Griffey typically does not talk much about his run at history. He really had not said much about it since last June in Philadelphia.
Griffey isn't complaining, though.
"I enjoy baseball and whatever comes, good, bad," he said. "I really enjoy the sport. I've done a lot of good things, a few bad things. But I don't really think about the numbers. My dad wasn't a numbers guy. That's just how I grew up. A lot of people don't understand that in a day where the hype is everything.
"I was fortunate enough to have a dad who played major-league baseball. He worried about how we were as kids, not what numbers we put up. All the questions I got as a kid were, 'How'd your team do?' And the second question was, 'How'd you do? And what do you need to work on?' "
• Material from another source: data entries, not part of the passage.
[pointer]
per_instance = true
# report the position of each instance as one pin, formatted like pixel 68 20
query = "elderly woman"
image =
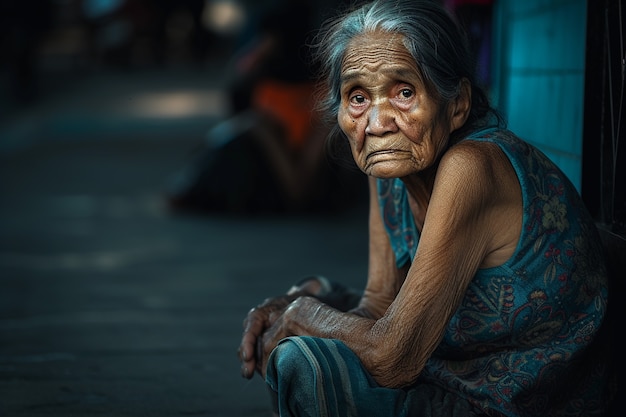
pixel 486 289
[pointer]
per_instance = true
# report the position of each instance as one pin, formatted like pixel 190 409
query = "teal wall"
pixel 539 71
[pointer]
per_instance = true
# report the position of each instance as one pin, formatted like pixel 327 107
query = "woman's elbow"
pixel 393 368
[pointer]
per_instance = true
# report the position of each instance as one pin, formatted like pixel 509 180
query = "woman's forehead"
pixel 371 51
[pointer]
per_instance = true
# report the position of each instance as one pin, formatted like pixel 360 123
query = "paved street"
pixel 111 305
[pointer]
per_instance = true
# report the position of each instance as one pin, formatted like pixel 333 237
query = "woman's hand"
pixel 256 323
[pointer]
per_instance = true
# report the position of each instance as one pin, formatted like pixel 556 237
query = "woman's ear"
pixel 460 106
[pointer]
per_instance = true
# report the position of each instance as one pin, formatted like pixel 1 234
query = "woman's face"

Griffey said things certainly have changed since his rookie season with the Seattle Mariners in 1989. They certainly have changed since Ruth, Aaron and Mays reached 600.
Those three hit their home runs cleanly.
Griffey could be the next; it is suspected that Bonds and Sosa used performance-enhancing drugs to help their careers.
"My thing was: Don't embarrass your teammates and don't embarrass your family," Griffey said. "That's the only thing you try not to do. As long as you try to work hard, things will . . . It's a touchy situation."
Griffey, 38, has worked hard. But how much longer can he continue? He is not sure how much longer he will play. He said that could depend on when his 12-year-old daughter tells him to come home.
"She still likes me out of the house," he joked. "I know the boys do. I'm still having fun. I haven't discussed it."
And he's not sure he could extend his career by being a designated hitter in the American League.
"Hitting and sitting and riding a bike isn't fun," Griffey said. "Like Edgar [Martinez]. I'd be, like, 'Where you going?' And he'd say, 'I'm going to ride a bike.' I was, like, 'Aren't you hitting next inning?' And he'd say, 'Yeah, that's why I'm going on the bike.' . . . I think I'm a .240 career [hitter] as a DH. It's tough. You sleep for two innings. And you sit in the lunch room, snacking on stuff the whole game. You look up at the TV - oh, it's my turn.
"I don't know. I've never been put in that situation. I like going out there to help the ball club, play defense. It's a game. A pretty cool game."